What could be the best way to fetch large data from database? Is it using Stream.resource or Repo.stream and Repo.transaction?

I am planning to read large data from a database for a report, what could be the best way of getting these reports? Is it via Stream.resource where I could set a limit and offset or Repo.stream inside a Repo.transaction?

1 Like

Repo.stream has never failed me. Use that.

You could also fetch with a key to control pagination i.e. values of the primary key.

2 Likes

Thank you

1 Like

Repo.stream is great, but sometimes you need to process hundreds of thousand to millions of records over minutes of time, and the issues of doing that in a single transaction are too great. For that we have this function in our Repo module:

  @doc """
  An alternative to Repo.stream that does not require a transaction.

  On the upside, this allows you to iterate through large collections that may require processing longer
  than is convenient / safe for a single transaction. The target use case here is background jobs
  that periodically comb through large tables and do various updates and interdependent transactions
  aren't relevant.

  The caveat of course is that you aren't operating on a single snapshot of the collection. The way this works
  is that the first N records are fetched, sorted by `asc: :id`. Then the next N records are fetched where
  the id is greater than the biggest id fetched previously.
  """
  def dirty_stream(queryable, opts \\ []) do
    import Ecto.Query

    # TODO: Raise if `queryable` has an `order_by` as we need to override that
    # TODO: Raise if `queryable` has a limit since we also need to override that.

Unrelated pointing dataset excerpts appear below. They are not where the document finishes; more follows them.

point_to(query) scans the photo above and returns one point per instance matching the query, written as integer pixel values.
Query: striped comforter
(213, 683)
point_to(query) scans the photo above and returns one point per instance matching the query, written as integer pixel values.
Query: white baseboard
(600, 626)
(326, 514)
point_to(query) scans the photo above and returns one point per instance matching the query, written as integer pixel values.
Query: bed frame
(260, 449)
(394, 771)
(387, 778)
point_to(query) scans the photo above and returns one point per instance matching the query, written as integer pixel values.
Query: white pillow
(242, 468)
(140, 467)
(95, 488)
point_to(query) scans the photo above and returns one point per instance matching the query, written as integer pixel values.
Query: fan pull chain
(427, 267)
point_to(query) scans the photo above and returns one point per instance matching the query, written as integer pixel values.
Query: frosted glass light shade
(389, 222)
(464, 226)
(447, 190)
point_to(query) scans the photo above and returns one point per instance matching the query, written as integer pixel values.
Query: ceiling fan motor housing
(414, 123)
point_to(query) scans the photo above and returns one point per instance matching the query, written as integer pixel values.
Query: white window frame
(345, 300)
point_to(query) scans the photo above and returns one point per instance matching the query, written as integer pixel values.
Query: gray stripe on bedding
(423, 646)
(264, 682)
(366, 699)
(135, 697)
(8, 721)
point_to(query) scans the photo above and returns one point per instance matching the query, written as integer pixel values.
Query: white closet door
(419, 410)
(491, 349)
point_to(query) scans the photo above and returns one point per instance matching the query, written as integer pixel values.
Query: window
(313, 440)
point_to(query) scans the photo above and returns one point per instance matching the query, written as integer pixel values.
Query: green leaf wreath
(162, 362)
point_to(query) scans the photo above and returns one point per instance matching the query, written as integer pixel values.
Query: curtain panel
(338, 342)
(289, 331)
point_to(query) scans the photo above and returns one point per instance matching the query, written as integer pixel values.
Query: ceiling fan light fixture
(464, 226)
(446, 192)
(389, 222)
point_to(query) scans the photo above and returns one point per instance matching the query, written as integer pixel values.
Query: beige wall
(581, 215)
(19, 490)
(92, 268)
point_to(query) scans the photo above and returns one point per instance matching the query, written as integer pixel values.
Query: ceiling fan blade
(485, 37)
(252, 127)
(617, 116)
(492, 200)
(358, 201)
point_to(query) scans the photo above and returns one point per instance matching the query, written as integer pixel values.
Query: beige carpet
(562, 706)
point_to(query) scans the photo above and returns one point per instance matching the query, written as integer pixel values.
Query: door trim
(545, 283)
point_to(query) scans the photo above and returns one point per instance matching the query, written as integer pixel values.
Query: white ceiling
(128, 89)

    i = opts[:start_id] || -1
    batch_size = opts[:batch_size] || 100
    mapper = opts[:mapper] || fn record -> record.id end

    Stream.unfold(i, fn i ->
      queryable
      |> where([q], q.id > ^i)
      |> limit(^batch_size)
      |> order_by(asc: :id)
      |> __MODULE__.all()
      |> case do
        [] ->
          nil

        records ->
          new_max_id = records |> List.last() |> mapper.()
          {records, new_max_id}
      end
    end)
    |> Stream.flat_map(& &1)
  end

This is particularly handy when you need to bulk process stuff with preloads since you get a lot of economies of scale, but you can still deal with each record at a time.

4 Likes

Thank you for this one Ben.